Welcome to this week’s roundup of the most insightful and impactful articles from the sister publications of Dermatology Times, all under One MJH Life Sciences. Our network brings together expert perspectives, clinical advancements, and industry updates to keep clinicians informed and ahead of the curve. From cutting-edge treatments to practice management strategies, here’s a look at the top stories shaping the field of medicine.
Covered by Contemporary OB/GYN, the FDA has cleared Waters Onclarity HPV Self-Collection Kit and approved the BD Onclarity HPV Assay for expanded use, marking a major step forward in at-home cervical cancer screening. The update enables patients to collect cervical samples at home, which are then processed using high-risk HPV genotyping technology and integrated into clinical care pathways for follow-up and management. The decision is intended to address major screening gaps, particularly among individuals who are unscreened or under-screened, and builds on updated federal guidance supporting patient self-collection as a preventive screening option.
A retrospective database study published in Baylor University Medical Center Proceedings and covered by Rheumatology Live suggests that biologic selection in psoriasis may influence the long-term risk of developing psoriatic arthritis (PsA). Using the TriNetX network and propensity-matched cohorts of patients treated with 10 different immunomodulators, researchers found that IL-23 inhibitors—risankizumab, guselkumab, and ustekinumab—were consistently associated with a lower 3-year incidence of PsA compared with TNF-alpha and IL-17 inhibitors. Risankizumab showed the strongest protective association in multiple pairwise comparisons, with similar class-level trends favoring IL-23 inhibition across analyses. While the findings support a potential disease-modifying advantage for IL-23 agents, the authors caution that limitations of retrospective data, including residual confounding and lack of treatment duration information, prevent causal conclusions.
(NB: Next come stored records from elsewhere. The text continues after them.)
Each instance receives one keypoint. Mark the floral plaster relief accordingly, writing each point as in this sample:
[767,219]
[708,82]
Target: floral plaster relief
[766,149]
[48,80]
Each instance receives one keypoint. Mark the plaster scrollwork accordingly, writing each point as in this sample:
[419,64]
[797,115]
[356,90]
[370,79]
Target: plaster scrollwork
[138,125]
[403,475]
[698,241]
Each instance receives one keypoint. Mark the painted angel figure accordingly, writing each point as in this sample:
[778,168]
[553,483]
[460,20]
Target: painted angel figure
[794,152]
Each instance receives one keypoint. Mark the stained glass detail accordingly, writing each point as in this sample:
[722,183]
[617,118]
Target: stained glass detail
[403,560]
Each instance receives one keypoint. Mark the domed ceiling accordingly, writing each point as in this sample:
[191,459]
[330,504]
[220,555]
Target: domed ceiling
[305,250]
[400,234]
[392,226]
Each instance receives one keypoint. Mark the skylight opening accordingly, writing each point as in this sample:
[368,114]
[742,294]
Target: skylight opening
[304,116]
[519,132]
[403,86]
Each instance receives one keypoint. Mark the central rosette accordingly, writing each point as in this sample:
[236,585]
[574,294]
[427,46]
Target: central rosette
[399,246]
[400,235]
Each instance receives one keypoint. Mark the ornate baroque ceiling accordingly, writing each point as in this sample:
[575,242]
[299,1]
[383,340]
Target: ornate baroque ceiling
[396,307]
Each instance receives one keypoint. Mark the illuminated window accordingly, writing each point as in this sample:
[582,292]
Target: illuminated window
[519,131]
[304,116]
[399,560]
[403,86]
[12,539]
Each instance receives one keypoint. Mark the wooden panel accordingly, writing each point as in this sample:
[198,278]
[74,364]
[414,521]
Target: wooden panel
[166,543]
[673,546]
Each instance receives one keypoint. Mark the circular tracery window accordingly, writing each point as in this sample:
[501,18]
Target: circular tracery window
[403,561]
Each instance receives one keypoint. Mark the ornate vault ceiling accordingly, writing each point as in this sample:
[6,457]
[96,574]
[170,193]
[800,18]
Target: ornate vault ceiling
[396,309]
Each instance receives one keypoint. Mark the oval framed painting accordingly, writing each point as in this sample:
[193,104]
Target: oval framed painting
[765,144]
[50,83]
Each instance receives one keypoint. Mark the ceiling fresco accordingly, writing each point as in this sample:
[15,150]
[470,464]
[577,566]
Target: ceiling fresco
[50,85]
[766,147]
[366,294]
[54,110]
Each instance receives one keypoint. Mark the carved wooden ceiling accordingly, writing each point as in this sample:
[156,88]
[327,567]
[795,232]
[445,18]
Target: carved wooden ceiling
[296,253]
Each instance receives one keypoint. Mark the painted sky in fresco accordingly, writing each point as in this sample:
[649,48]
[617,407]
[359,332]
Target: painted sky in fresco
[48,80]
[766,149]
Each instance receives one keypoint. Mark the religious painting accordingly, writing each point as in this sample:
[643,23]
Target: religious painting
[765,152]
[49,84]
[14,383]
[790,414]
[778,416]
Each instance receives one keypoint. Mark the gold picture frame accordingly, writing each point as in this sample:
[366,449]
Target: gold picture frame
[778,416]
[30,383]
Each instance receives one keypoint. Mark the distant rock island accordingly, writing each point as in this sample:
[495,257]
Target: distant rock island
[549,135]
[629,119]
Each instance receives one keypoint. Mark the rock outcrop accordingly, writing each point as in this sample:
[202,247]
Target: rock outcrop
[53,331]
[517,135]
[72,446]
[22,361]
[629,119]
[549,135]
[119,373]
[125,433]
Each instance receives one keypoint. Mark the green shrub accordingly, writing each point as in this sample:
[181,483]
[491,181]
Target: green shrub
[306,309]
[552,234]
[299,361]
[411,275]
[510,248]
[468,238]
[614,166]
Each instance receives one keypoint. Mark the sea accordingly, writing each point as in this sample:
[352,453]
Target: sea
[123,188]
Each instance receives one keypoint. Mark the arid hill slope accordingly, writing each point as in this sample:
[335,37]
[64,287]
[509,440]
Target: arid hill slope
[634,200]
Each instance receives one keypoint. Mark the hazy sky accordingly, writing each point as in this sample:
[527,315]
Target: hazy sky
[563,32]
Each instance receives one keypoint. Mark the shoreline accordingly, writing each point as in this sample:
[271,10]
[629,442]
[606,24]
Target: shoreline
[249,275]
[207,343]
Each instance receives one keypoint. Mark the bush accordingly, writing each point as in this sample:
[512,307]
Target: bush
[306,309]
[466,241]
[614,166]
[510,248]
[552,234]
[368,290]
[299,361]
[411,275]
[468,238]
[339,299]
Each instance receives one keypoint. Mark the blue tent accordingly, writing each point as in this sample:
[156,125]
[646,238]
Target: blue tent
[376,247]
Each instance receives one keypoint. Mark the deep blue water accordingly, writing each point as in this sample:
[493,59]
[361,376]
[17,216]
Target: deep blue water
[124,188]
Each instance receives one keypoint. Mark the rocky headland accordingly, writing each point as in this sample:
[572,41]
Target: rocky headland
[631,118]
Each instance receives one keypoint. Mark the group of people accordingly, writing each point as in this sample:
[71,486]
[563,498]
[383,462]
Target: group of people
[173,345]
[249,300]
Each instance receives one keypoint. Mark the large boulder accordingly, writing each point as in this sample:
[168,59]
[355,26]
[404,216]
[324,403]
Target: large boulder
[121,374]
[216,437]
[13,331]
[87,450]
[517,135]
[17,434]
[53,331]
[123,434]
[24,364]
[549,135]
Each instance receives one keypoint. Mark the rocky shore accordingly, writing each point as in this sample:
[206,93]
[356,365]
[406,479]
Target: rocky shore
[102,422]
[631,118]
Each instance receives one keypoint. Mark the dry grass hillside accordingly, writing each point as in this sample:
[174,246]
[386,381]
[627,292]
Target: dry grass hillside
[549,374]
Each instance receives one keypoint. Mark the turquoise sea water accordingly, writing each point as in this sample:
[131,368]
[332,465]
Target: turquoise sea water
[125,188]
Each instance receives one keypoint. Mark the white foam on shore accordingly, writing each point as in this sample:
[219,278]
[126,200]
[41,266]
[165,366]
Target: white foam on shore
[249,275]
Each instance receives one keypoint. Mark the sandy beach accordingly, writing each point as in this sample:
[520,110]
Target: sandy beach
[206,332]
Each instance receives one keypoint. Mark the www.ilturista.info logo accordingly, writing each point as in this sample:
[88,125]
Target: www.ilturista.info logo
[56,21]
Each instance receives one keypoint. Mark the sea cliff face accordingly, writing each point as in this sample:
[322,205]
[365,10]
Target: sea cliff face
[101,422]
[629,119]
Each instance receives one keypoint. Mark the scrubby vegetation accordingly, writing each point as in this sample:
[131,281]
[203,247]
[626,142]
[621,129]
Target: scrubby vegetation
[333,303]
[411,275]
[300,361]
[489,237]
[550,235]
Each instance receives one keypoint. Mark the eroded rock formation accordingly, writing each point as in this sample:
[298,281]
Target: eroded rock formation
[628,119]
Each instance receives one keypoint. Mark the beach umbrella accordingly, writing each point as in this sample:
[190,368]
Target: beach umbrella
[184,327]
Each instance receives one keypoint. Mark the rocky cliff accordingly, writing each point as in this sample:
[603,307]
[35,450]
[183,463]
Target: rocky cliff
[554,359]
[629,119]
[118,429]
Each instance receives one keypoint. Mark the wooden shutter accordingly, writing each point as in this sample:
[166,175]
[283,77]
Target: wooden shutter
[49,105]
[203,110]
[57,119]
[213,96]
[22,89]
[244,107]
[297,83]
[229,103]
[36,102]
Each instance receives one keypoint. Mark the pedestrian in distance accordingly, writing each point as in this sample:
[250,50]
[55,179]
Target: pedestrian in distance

A CDC report published in Morbidity and Mortality Weekly Report and covered by Infection Control Today highlights concerning declines in childhood vaccination coverage among children born in 2021–2022. The most significant drop was seen in influenza vaccination, which fell to 53.5% by age 24 months—the lowest level in over a decade—alongside smaller declines in hepatitis B birth dose, rotavirus, Hib, and pneumococcal vaccines. The report also underscores persistent disparities by race, ethnicity, geography, and insurance eligibility, with particularly low coverage among Vaccines for Children–eligible populations. Public health officials warn these trends increase the risk of vaccine-preventable outbreaks, especially amid rising measles cases, and emphasize the need for stronger provider recommendations, expanded access programs, and improved vaccine outreach efforts.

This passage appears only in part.